Thirty years on, Don’t Say No holds up as one of the great rock record from the '80s, one that established Billy Squier as an artist who has played a seminal role in defining the American guitar rock (and hip-hop) of today.
It’s always a point of reckoning when records that were the biggest thing in your summer day camp when you were a kid are re-released in 30th Anniversary editions. In this instance, the record in question is Don’t Say No, the second solo record from Mr. Billy Squier, now available in remastered expanded form courtesy of your friends at Shout Factory.
Like Rick Springfield and John Waite, Squier has been relegated by the unaware as an '80s memory, conveniently ignoring a rock provenance that most rockers would give their publishing for. Cutting his teeth as a guitar-slinging teen around 1970’s Boston, he moved to NYC as a member of art rock ensemble Magic Terry and the Universe, a band that also featured bassist Klaus Flouride, later of Dead Kennedys. His next band, Kicks, featured Jerry Nolan of the New York Dolls and served as a precursor to his breakthrough band, Piper. The debut Piper record was held as the best debut from an American rock band to date and featured a pre-Kiss Bruce Kulick in its ranks. The Kiss connection garnered him representation from the Kiss management and facilitated the first release under his own name for Capitol Records, Tale of The Tape. Tale of The Tape didn’t set the charts on fire, but did feature "Big Beat", a decent record that also happens to be one of the most sampled records of all time.
Tale of The Tape got pretty decent buzz for Squier, and Queen guitarist Brian May was booked to produce the follow-up. Scheduling issues precluded May’s involvement, but Queen production svengali Reinhold Mack was drafted on board in his place to helm the boards for what eventually became Don’t Say No. It proved to be a fortuitous pairing. The first single, "The Stroke", hit the charts at the same time MTV came on the scene and the combination of Squier’s good looks and the follow-up singles "In The Dark" and "My Kinda Lover" kept the record on the charts for the better part of two years. Don’t Say No eventually moved almost 4 million units stateside.

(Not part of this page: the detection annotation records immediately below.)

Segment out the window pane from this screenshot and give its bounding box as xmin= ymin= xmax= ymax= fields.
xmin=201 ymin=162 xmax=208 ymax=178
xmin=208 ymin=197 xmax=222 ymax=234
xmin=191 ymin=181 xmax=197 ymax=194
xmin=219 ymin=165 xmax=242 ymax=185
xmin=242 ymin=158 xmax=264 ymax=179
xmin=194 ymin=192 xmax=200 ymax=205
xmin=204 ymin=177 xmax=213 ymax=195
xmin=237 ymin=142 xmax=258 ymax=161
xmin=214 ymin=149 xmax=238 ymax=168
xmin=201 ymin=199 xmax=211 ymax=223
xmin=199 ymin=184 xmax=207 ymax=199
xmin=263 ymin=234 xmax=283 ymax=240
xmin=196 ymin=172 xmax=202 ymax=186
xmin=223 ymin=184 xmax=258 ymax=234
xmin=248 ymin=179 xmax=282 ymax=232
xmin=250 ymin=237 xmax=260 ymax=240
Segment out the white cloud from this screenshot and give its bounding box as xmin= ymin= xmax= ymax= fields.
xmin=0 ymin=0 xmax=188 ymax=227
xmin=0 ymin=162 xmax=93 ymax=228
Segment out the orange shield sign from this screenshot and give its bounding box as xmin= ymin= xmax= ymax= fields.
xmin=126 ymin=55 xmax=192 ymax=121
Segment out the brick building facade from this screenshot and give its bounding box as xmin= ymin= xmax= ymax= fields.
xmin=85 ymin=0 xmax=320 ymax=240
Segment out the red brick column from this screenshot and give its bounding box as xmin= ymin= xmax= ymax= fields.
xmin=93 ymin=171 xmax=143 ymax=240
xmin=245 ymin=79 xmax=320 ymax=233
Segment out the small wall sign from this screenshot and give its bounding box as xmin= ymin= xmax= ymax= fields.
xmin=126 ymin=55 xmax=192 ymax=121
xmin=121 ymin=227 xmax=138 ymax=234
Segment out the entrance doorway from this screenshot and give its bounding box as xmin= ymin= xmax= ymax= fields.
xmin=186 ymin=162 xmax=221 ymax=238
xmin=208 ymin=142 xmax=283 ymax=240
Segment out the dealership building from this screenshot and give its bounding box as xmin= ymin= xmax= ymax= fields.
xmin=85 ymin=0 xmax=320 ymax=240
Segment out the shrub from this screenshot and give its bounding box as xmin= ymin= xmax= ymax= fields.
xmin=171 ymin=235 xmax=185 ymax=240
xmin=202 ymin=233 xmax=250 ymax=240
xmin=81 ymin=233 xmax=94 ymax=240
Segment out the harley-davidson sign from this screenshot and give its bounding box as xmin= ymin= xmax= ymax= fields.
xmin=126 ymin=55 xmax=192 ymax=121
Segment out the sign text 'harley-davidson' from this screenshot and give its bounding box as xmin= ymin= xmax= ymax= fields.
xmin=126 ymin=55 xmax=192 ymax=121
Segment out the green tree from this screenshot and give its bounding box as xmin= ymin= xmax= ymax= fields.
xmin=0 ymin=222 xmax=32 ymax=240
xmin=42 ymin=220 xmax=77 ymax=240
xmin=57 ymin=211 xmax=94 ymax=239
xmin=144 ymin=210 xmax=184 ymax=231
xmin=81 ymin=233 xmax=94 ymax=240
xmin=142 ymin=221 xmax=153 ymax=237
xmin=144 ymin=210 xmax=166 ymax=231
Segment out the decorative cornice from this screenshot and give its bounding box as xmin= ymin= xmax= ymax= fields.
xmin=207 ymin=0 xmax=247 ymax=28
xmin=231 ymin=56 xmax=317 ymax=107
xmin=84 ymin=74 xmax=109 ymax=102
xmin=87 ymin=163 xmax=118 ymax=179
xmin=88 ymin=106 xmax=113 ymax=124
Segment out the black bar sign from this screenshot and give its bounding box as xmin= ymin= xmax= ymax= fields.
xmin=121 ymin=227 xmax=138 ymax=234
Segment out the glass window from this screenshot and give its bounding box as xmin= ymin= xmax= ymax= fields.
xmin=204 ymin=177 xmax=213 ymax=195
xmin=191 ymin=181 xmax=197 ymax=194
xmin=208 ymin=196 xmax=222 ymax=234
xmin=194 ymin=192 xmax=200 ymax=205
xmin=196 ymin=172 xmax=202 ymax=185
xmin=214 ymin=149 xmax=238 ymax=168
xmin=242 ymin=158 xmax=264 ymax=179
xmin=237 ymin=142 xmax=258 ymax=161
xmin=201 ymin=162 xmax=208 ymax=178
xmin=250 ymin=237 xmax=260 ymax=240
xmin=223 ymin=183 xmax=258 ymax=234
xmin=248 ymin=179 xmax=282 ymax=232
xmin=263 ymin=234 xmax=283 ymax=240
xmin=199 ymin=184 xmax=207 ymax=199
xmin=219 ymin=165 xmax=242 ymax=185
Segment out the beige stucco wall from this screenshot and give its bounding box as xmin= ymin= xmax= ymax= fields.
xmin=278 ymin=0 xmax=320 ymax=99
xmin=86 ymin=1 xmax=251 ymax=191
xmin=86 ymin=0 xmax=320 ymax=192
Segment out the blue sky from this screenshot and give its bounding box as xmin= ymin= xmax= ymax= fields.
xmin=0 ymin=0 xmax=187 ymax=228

How well does it age? Pretty damn well, frankly. The cover art is still a bit cheesy, but brooding rocker personae aside, pretty much all 10 songs on Don’t Say No kick some serious ass. There is a pretty obvious Zeppelin influence, but that is not to be derided so much in an early '80s record. Squier is a hell of a player, and the Mack factor pushes all the guitars up front nicely. The band is tight as a pair of Squier stage pants, anchored by what would soon become his core band of bassist Mark Clarke, drummer Marc Copely and keysman Alan St. Jon. "The Stroke" is still a great tune, and "My Kinda Lover" and "Lonely Is the Night" have aged pretty nicely. Sonically, Don’t Say No is pretty much what you would expect from an early '80s record with a Queen producer at the helm, but save for a couple period-sounding beer commercial guitar tones Don’t Say No stands the test of time.
To remind us of such, live versions of "My Kinda Lover" and "The Stroke", from 2009, are appended to the back end of the remaster. Both are a little long, although no one listening can deride Squier for having lost any guitar chops over the passing decades. He tears it up on both live tracks, almost legitimizing the interpolation of both "Voodoo Chile" and "Spoonful" into the closing 14-minute version of "The Stroke". One might argue, and rightfully so, that 14 minutes is too much, but the Dallas crowd is in the palm of his hand for the duration. Thirty years on, Don’t Say No holds up as one of the great rock record from the '80s, one that established Billy Squier as an artist who has played a seminal role in defining the American guitar rock (and hip-hop) of today.